Beschluss vom 28.05.2009 -
BVerwG 6 PB 11.09ECLI:DE:BVerwG:2009:280509B6PB11.09.0

  • Zitiervorschlag

    BVerwG, Beschluss vom 28.05.2009 - 6 PB 11.09 - [ECLI:DE:BVerwG:2009:280509B6PB11.09.0]

Beschluss

BVerwG 6 PB 11.09

  • OVG Bautzen - 26.01.2009 - AZ: OVG PL 9 A 470/08 -
  • Sächsisches OVG - 26.01.2009 - AZ: OVG PL 9 A 470/08

In der Personalvertretungssache hat der 6. Senat des Bundesverwaltungsgerichts
am 28. Mai 2009
durch die Richter am Bundesverwaltungsgericht Büge, Vormeier und Dr.

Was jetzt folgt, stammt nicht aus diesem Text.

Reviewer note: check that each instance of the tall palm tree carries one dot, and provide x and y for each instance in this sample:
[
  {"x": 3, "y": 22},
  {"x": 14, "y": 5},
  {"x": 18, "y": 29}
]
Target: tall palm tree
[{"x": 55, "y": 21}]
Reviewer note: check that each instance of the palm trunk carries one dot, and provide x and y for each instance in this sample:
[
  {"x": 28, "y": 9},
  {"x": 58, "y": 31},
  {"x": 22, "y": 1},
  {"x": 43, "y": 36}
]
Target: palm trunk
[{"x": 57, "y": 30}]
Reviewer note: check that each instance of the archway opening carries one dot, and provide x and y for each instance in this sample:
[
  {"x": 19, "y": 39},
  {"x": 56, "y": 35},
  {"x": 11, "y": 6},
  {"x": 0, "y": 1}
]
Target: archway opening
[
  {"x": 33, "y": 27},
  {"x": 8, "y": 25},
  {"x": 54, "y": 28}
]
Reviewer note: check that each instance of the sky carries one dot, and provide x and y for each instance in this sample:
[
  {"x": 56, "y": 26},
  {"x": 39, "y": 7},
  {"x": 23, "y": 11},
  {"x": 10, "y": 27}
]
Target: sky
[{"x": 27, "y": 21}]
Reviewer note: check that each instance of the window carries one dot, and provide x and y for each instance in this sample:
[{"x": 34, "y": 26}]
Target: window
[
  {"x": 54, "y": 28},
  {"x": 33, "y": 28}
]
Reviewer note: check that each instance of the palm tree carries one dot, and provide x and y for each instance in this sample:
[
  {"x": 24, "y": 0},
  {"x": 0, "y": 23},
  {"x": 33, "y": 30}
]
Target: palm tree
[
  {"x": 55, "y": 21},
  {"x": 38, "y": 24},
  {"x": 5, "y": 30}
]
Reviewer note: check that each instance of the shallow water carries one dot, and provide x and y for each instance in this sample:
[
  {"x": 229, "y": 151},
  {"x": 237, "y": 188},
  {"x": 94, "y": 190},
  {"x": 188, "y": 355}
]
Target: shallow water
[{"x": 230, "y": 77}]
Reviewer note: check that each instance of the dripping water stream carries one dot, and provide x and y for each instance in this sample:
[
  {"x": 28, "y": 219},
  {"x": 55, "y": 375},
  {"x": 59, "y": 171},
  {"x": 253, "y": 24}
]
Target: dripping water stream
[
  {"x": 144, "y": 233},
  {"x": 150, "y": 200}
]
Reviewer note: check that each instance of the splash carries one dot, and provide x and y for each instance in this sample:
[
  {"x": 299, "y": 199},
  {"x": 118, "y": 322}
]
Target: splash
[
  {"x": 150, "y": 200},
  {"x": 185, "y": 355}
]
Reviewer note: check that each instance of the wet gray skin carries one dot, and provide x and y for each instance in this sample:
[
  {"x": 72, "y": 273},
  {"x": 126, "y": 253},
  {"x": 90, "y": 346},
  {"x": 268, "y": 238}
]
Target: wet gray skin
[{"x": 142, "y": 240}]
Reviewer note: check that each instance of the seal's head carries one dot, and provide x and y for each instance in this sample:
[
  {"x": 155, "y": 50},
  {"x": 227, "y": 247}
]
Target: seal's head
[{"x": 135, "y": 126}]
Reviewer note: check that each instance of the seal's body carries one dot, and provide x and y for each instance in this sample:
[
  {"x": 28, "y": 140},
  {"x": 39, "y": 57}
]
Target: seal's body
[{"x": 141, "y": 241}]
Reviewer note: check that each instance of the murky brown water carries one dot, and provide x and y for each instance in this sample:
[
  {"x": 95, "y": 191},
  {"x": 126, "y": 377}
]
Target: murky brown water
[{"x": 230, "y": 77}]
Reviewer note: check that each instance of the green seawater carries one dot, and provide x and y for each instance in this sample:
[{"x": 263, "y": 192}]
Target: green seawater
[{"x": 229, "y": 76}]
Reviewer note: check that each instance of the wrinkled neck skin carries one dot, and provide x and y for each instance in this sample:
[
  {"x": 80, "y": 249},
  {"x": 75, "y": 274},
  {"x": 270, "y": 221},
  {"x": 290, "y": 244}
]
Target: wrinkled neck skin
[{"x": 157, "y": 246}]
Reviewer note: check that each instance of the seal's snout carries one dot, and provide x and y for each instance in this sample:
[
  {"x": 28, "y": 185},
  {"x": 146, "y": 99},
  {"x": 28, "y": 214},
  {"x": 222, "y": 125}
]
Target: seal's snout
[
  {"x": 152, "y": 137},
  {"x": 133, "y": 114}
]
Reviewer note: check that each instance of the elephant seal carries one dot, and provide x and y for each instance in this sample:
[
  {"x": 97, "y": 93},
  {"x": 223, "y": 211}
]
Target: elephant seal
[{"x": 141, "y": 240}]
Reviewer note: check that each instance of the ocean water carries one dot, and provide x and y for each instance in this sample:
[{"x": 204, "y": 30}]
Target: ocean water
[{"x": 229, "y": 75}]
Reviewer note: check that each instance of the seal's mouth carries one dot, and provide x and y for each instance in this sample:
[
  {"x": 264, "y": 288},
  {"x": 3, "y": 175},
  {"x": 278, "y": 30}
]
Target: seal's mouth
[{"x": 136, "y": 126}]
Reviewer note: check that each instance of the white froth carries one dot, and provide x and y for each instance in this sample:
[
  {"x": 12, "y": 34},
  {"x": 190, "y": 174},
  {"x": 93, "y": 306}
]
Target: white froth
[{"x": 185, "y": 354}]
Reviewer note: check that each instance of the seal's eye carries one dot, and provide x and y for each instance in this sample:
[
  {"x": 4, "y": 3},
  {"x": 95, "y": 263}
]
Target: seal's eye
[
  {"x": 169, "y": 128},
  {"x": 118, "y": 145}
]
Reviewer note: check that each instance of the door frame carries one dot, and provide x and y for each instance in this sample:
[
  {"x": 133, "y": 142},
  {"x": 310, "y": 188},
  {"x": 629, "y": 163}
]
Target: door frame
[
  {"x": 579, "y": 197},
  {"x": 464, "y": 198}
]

Möller
beschlossen:

Die Beschwerde des Beteiligten zu 1 gegen die Nichtzulassung der Rechtsbeschwerde im Beschluss des Sächsischen Oberverwaltungsgerichts vom 26. Januar 2009 wird zurückgewiesen.

Gründe

1 Die Beschwerde des Beteiligten zu 1 gegen die Nichtzulassung der Rechtsbeschwerde durch das Oberverwaltungsgericht gemäß § 88 Abs. 2 Satz 1 SächsPersVG i.V.m. § 92a Satz 1 ArbGG hat keinen Erfolg.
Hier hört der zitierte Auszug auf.